In 1934, George reconciled with his mother, whom he had not seen for two decades. He wrote in August 1934, "I have never saw my mother for almost twenty years until just about a month ago, and I was fortunate enough to find out just where she was, and of course I went to see her." By 1938, George worked as a clerk with the Works Progress Administration's Liquid Fuels Survey, and living at 6217 Frankstown Avenue. The WPA was one of the ways President Franklin Delano Roosevelt and the federal government tried to overcome unemployment and is widely considered one of the Roosevelt's largest and most ambitious undertakings of his "New Deal" to get the nation back on sound economic footing. Over the years, the WPA hired millions of out-of-work individuals to build public works projects, such as roads, bridges, retaining walls and buildings. George and Esther relocated to Philadelphia by 1942, where he obtained work in the U.S. Navy shipyard. Their address was 2030 North Broad Street. When required to register for the World War II military draft, George disclosed that he had a gunshot wound in his left foot. In the 1960s, the Minerds dwelled at 620 Rebecca Avenue in Wilkinsburg.
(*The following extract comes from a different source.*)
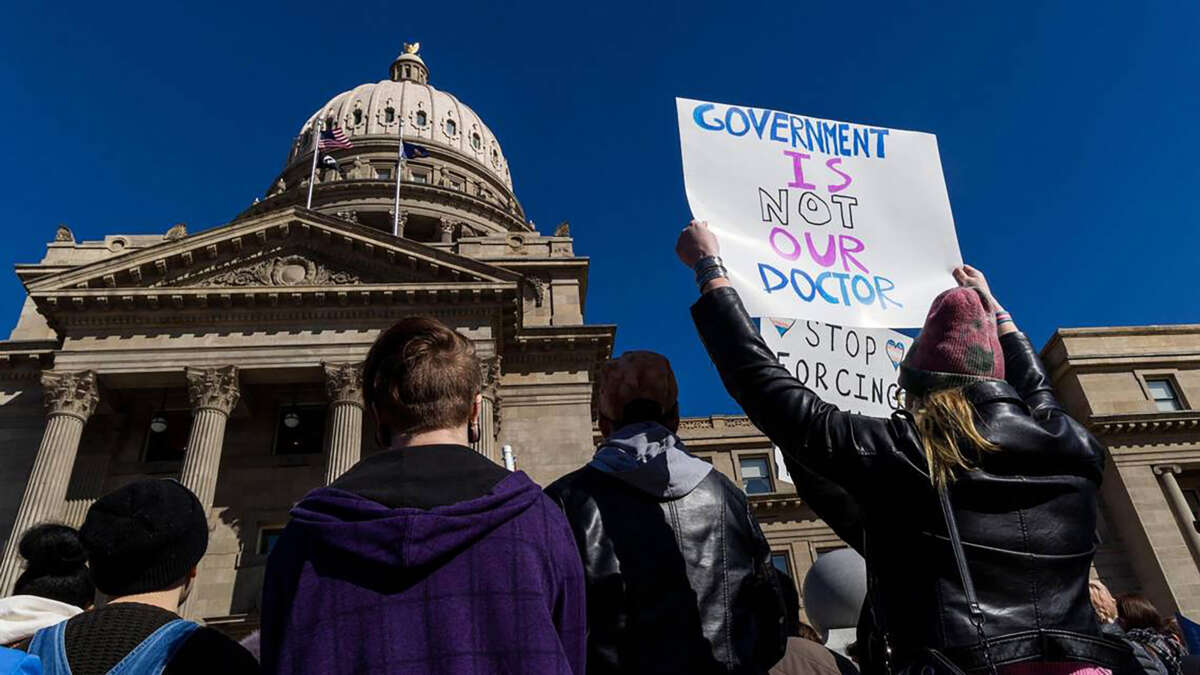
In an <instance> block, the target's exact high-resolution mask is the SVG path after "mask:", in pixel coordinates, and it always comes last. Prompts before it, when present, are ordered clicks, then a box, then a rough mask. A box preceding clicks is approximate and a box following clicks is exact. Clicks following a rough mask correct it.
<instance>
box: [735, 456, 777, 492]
mask: <svg viewBox="0 0 1200 675" xmlns="http://www.w3.org/2000/svg"><path fill="white" fill-rule="evenodd" d="M738 465H739V468H740V470H742V489H743V490H745V491H746V494H748V495H766V494H767V492H772V491H774V488H772V485H770V461H768V460H767V458H766V456H764V455H754V456H744V458H740V459H739V460H738Z"/></svg>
George's employment at that time was as a government chauffeur. Esther suffered a massive heart attack in Pittsburgh at age 64 and was hospitalized at Columbia Hospital. She died there at the age of 64 on Sept. 6, 1964. She was laid to rest in the Bader family plot at Calvary Catholic Cemetery in the Hazelwood section of Pittsburgh, maintained by the Catholic Diocese. George died just three years later. Suffering from hardening of the arteries, he succumbed at home on Jan. 5, 1967, at the age of 68. Neither had an obituary published in the Pittsburgh newspapers. They sleep together side by side at Calvary Cemetery. George is mentioned in the 1995 booklet, SSVC – One Hundred Year Retrospective, a centennial history of the Scotland School for Veterans' Children.